Я весь вздрогнул внутри, но не снаружи. Снаружи я ничем не выдал себя, не смигнул; но я все еще не хотел верить вопросу.
- Как нет в руках? Теперь в руках? Да ведь если Крафт ее тогда сжег?
- Да? — устремил он на меня огневой, неподвижный взгляд, памятный мне взгляд. Впрочем, он улыбался, но все добродушие его, вся женственность выражения, бывшая доселе, вдруг исчезли. Настало что-то неопределенное и расстроенное; он все более и более становился рассеян. Владей он тогда собой более, именно так, как до той минуты владел, он не сделал бы мне этого вопроса о документе; если же сделал, то наверно потому, что сам был в исступлении. Впрочем, я говорю лишь теперь; но тогда я не так скоро вникнул в перемену, происшедшую с ним: я все еще продолжал лететь, а в душе была все та же музыка. Но рассказ был кончен; я смотрел на него.
- Удивительное дело, — проговорил он вдруг, когда я уже высказал все до последней запятой, — престранное дело, мой друг: ты говоришь, что был там от трех до четырех и что Татьяны Павловны не было дома?
- Ровно от трех до половины пятого.
- Ну, представь же себе, я заходил к Татьяне Павловне ровнешенько в половину четвертого, минута в минуту, и она встретила меня в кухне: я ведь почти всегда к ней хожу через черный ход.
- Как, она встретила вас в кухне? — вскричал я, отшатнувшись от изумления.
- Да, и объявила мне, что не может принять меня; я у ней пробыл минуты две, а заходил лишь позвать ее обедать.
- Может быть, она только что откуда-нибудь воротилась?
- Не знаю; впрочем — конечно нет.

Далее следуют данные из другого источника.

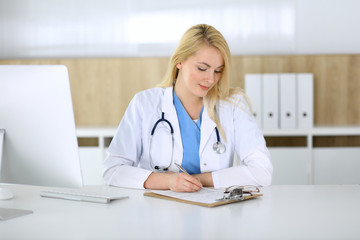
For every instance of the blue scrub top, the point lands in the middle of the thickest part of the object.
(190, 137)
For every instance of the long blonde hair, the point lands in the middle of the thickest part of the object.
(194, 39)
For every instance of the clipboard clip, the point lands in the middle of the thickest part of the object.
(237, 193)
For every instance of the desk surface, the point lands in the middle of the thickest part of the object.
(284, 212)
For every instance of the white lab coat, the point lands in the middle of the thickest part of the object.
(128, 165)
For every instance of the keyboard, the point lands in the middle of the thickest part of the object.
(81, 196)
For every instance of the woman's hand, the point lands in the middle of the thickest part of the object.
(177, 182)
(183, 182)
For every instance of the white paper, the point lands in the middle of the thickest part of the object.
(205, 195)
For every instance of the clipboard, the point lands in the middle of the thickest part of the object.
(179, 197)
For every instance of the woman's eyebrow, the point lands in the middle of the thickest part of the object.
(209, 65)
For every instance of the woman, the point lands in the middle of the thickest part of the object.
(211, 123)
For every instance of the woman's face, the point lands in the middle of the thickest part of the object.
(199, 73)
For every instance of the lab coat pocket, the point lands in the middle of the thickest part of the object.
(161, 145)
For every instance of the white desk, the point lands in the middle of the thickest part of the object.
(284, 212)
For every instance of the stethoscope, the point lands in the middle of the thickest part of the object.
(218, 146)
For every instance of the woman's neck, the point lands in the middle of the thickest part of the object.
(191, 103)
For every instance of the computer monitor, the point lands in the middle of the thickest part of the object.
(39, 145)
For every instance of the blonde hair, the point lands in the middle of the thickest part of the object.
(193, 40)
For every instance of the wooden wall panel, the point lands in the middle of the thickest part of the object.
(102, 88)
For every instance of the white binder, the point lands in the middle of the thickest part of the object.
(270, 101)
(253, 89)
(305, 86)
(288, 101)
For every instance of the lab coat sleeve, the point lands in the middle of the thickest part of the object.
(120, 166)
(255, 168)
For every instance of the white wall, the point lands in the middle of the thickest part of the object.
(120, 28)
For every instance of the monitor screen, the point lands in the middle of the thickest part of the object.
(39, 145)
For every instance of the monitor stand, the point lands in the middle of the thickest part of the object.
(8, 194)
(2, 136)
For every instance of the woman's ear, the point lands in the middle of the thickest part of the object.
(179, 65)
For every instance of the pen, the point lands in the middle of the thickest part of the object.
(181, 168)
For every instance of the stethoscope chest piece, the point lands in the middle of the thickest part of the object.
(219, 147)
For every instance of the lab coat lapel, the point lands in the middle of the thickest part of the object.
(170, 114)
(207, 127)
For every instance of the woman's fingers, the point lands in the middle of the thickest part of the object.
(185, 183)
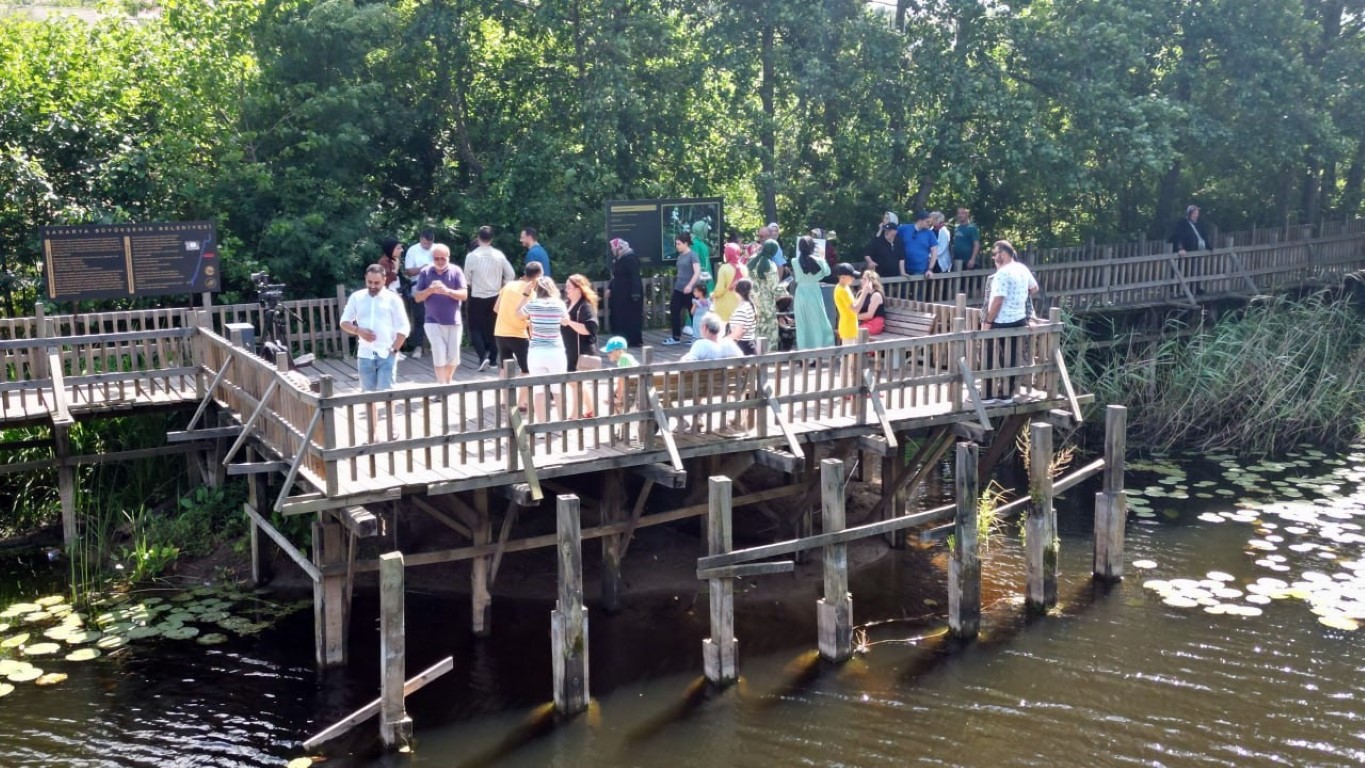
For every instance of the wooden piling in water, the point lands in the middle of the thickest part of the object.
(329, 636)
(964, 564)
(1111, 502)
(613, 510)
(569, 619)
(1040, 546)
(395, 725)
(834, 611)
(720, 651)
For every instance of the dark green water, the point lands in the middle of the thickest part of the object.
(1115, 677)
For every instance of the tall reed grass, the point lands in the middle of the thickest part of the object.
(1281, 373)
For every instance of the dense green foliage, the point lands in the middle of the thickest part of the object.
(309, 128)
(1263, 381)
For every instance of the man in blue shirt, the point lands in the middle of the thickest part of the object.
(534, 250)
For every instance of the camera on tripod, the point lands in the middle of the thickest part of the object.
(276, 322)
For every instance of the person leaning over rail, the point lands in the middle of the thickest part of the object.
(380, 319)
(1006, 306)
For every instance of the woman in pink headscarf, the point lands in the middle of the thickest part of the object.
(725, 299)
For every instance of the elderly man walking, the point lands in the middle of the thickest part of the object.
(377, 317)
(440, 288)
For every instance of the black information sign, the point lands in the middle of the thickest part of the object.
(651, 225)
(113, 261)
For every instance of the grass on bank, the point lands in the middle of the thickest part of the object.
(1276, 374)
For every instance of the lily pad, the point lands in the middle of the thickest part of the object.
(111, 641)
(144, 632)
(82, 636)
(15, 641)
(26, 674)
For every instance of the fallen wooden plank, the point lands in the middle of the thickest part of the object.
(373, 708)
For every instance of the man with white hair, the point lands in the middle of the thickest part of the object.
(711, 347)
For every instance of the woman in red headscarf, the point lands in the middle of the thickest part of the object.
(724, 298)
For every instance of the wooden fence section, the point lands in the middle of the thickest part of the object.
(466, 435)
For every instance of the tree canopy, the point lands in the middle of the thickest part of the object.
(310, 130)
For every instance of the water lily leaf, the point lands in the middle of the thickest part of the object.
(15, 641)
(41, 650)
(19, 609)
(111, 641)
(27, 674)
(82, 636)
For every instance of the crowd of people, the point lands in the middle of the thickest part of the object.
(419, 298)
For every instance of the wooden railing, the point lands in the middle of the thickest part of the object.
(472, 433)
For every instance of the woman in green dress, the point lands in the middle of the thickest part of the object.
(812, 323)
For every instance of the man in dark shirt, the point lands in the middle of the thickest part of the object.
(883, 253)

Она была в своей распашной кофте. Это было ровнешенько в половине четвертого.
- Но… Татьяна Павловна не сказала вам, что я тут?
- Нет, она мне не сказала, что ты тут… Иначе я бы знал и тебя об этом не спрашивал.
- Послушайте, это очень важно…
- Да… с какой точки судя; и ты даже побледнел, мой милый; а впрочем, что же так уж важно-то?
- Меня осмеяли как ребенка!
- Просто «побоялась твоей пылкости», как сама она тебе выразилась, — ну, и заручилась Татьяной Павловной.
- Но боже, какая это была проделка! Послушайте, она дала мне все это высказать при третьем лице, при Татьяне Павловне; та, стало быть, все слышала, что я давеча говорил! Это… это ужасно даже вообразить!
- C'est selon, mon cher. И притом же ты сам давеча упомянул о «широкости» взгляда на женщину вообще и воскликнул: «Да здравствует широкость!»
- Если б я был Отелло, а вы — Яго, то вы не могли бы лучше… впрочем, я хохочу! Не может быть никакого Отелло, потому что нет никаких подобных отношений. Да и как не хохотать! Пусть! Я все-таки верю в то, что бесконечно меня выше, и не теряю моего идеала!.. Если это — шутка с ее стороны, то я прощаю. Шутка с жалким подростком — пусть! Да ведь и не рядил же я себя ни во что, а студент — студент все-таки был и остался, несмотря ни на что, в душе ее был, в сердце ее был, существует и будет существовать! Довольно! Послушайте, как вы думаете: поехать мне к ней сейчас, чтобы всю правду узнать, или нет? Я говорил «хохочу», а у меня были слезы на глазах.